Ad #1 - training a deep learning model can take weeks. Also, the ideal training rate is very situation dependent, meaning it is a piece of information that can be derived locally with this method and that has local significance.
You could potentially test out various training regimes where you would say you start with this LR and decay it exponentially or whatnot, but if you are supervising the training manually you probably would be better off using the lr_finder.
With regards to 2 and 3 (and somewhat 1) there are some best practices that seem to work, but you are free to try whatever seems to make sense to you. If you feel a grid search is applicable to your problem, give it a go.

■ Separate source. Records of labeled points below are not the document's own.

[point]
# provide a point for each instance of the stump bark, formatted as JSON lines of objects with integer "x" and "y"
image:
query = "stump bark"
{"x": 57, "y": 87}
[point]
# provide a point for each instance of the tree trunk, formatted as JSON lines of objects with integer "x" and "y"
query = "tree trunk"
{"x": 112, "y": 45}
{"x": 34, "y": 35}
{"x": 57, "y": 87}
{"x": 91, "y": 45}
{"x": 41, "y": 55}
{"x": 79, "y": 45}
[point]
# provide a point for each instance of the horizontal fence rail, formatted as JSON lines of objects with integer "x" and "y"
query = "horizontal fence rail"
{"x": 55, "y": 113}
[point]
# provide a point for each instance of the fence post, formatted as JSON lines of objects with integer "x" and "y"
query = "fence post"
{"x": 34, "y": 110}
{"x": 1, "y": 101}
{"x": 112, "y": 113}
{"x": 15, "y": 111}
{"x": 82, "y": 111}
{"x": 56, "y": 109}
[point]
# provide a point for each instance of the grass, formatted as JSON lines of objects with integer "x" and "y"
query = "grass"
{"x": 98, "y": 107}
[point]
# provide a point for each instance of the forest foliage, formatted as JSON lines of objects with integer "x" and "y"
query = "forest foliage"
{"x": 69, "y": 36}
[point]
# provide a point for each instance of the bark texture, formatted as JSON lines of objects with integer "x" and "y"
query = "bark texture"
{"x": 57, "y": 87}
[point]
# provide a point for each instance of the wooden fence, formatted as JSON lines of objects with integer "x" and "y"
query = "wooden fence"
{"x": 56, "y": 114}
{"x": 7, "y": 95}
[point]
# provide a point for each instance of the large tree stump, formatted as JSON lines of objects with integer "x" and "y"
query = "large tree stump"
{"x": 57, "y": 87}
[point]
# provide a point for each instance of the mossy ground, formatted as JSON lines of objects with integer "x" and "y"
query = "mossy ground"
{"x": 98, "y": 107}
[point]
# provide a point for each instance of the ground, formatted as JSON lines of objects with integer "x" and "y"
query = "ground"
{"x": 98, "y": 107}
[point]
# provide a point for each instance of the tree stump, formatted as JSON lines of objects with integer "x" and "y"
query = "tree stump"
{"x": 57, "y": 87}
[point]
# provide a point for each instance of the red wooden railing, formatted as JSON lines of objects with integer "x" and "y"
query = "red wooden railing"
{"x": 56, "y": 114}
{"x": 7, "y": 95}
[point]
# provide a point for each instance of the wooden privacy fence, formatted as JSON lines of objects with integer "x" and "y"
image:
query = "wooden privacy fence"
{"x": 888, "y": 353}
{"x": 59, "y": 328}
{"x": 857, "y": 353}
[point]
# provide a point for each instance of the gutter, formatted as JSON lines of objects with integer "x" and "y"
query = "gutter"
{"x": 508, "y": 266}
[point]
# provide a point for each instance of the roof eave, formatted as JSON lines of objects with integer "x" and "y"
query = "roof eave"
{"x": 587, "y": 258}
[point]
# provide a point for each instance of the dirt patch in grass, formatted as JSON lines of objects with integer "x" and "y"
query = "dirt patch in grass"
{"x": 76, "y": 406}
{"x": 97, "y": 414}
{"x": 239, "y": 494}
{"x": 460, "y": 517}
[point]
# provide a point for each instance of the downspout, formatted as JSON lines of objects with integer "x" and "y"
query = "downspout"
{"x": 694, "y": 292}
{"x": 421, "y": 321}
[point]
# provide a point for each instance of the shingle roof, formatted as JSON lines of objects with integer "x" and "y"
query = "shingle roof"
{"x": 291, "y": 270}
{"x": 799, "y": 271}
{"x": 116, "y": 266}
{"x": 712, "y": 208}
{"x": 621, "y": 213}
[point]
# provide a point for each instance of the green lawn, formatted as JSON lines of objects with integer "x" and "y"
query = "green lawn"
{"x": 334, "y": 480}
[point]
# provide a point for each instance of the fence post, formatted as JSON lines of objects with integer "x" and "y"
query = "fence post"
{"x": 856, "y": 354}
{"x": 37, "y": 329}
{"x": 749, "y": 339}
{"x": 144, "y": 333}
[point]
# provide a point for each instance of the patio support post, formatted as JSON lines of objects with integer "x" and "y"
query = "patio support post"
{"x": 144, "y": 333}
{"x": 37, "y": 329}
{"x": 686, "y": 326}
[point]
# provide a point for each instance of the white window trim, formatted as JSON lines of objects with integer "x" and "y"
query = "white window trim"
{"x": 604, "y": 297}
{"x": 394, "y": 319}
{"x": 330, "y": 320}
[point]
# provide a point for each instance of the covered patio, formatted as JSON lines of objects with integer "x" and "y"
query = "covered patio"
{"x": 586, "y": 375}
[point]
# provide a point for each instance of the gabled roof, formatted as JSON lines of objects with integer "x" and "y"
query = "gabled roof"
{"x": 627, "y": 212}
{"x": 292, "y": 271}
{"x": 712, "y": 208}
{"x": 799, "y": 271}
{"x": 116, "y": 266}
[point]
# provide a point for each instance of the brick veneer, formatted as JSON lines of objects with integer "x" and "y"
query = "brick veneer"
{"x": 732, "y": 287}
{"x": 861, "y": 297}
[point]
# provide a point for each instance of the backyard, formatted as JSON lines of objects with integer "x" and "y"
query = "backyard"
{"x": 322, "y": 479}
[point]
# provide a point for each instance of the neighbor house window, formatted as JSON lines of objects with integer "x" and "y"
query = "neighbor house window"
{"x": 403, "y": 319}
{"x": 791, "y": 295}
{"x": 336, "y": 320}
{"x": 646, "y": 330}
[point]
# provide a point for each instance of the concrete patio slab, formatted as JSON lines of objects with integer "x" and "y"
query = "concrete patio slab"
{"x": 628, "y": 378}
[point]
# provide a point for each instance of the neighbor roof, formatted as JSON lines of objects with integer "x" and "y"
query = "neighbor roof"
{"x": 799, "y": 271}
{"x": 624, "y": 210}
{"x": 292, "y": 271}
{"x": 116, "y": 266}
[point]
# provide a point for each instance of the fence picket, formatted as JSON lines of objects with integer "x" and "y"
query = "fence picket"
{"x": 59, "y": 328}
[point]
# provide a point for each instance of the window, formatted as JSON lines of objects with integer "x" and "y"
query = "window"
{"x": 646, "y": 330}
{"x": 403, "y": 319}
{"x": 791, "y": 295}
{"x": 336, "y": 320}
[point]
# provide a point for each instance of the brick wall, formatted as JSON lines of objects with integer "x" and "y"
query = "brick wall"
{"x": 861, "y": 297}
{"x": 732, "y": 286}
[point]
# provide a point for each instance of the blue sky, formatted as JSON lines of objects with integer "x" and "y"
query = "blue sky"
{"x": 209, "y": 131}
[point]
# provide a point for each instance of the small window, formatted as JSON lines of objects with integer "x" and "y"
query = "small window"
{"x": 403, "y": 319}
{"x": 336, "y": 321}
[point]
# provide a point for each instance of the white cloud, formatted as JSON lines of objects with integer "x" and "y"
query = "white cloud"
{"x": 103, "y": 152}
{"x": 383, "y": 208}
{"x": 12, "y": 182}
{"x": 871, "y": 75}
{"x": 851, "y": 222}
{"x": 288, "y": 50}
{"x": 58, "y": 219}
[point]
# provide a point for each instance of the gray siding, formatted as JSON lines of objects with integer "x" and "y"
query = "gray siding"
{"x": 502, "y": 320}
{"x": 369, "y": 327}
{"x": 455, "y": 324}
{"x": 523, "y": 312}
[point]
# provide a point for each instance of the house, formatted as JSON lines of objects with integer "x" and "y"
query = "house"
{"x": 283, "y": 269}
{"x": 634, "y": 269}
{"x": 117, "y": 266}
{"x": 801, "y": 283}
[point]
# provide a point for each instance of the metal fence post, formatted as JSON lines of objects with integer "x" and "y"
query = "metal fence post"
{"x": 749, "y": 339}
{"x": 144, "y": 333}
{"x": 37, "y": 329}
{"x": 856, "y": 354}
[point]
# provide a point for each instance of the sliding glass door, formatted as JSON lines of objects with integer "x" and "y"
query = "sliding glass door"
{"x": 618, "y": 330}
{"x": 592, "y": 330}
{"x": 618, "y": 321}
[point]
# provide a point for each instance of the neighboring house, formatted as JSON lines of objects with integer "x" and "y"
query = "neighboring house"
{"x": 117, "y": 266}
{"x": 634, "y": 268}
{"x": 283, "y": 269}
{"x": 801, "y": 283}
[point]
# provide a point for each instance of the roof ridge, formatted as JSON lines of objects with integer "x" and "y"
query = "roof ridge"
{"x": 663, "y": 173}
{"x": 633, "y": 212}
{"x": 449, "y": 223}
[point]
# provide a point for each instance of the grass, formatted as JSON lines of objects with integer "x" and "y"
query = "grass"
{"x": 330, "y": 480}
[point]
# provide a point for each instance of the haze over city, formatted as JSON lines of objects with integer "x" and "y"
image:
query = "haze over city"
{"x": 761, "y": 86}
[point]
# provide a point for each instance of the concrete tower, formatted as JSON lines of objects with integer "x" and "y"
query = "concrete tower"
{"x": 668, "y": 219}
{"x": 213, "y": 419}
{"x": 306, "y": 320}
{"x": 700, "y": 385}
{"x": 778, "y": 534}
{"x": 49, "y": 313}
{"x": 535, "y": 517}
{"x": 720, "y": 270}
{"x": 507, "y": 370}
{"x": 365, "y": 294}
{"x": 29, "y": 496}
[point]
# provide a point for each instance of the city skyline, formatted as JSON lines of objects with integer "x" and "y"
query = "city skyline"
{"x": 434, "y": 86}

The way I see it, the information is often presented in coherent chunks to teach us something. But there is no single recipe uniquely applicable. I would venture a guess that we do data augmentation down the road because this just makes it simpler to show us concept one by one. Also, it is a bit more computationally expensive, since we need to run the images through all the layers vs saving the activations of the conv part of the network and training on them - quite a nice way of driving that point!
As to at what point to use data augmentation, I do not know. I came across some people training a model up to some level and only then starting to use data augmentation. Probably training with it from the beginning would be okay as well. But as you progress in the course you will discover there are other considerations to take into account For instance, whether you are overfitting or not. This will be the driving factor in many regards.